Response to Terms of Clearance for Conversion Magnet Schools Evaluation (1850-0832)
QUESTION 1 - NCEE provided three criteria (response of 6/19/07 to OMB questions) that would help it determine whether the proposed study was feasible. It appears that at most one of these was met. Please provide a more detailed discussion of the feasibility results, specifically in light of those criteria.
As shared in the 6/19/07 response to OMB questions, “…the determination of whether or not to implement the evaluation [was] based on the availability of data to support the interrupted times series (ITS).” The response specified that the necessary data for this analysis included 50 magnet schools and 100 non-magnet comparison schools and that (1) each magnet school must be accompanied by one or more non-magnet comparison schools from the same district with similar demographic and achievement profiles, (2) the magnet and comparison schools must have existed and administered the same standardized tests to their students for at least 3 years prior to and 3 years after the magnet conversion date, and (3) the districts must be able and willing to provide longitudinal individual student records data.
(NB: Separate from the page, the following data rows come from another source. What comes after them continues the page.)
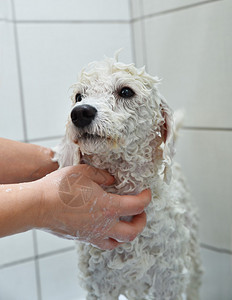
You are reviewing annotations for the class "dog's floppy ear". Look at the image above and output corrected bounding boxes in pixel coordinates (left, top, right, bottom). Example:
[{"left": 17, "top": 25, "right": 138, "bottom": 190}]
[
  {"left": 160, "top": 99, "right": 175, "bottom": 184},
  {"left": 52, "top": 136, "right": 80, "bottom": 168}
]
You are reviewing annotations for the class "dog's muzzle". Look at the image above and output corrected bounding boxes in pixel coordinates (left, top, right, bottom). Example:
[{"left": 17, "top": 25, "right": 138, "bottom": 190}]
[{"left": 71, "top": 105, "right": 97, "bottom": 128}]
These criteria were established based on prior power calculations that demonstrated this overall sample (50 magnets, 100 comparison schools) would be sufficient to detect an MDE of .19 for a sub-sample of approximately 20%.
However, subsequent to the submission of that response, we and our contractor refined the power calculations for the ITS and tailored these calculations to focus on (1) estimation of effects on the large group of resident students (ED’s greatest policy interest), rather than smaller subsamples, and (2) the particular schools that are eligible and willing to participate in the study. The original calculations had been overly conservative in the assumptions (about the R-squared, intra-cohort correlation, etc.) because there were based on a limited set of published data that were not particularly aligned with our study parameters. The new power calculations draw on a wider set of information, including published data for the specific sample of magnet schools recruited; these new calculations indicate that we would need substantially fewer schools, 15-16 magnet schools and 32-34 comparison schools (depending on reading or math outcome), to achieve an MDE of 0.20 for the resident student sample, even if not all of the schools have a full 3 years of baseline (pre-grant) achievement data (see appendix).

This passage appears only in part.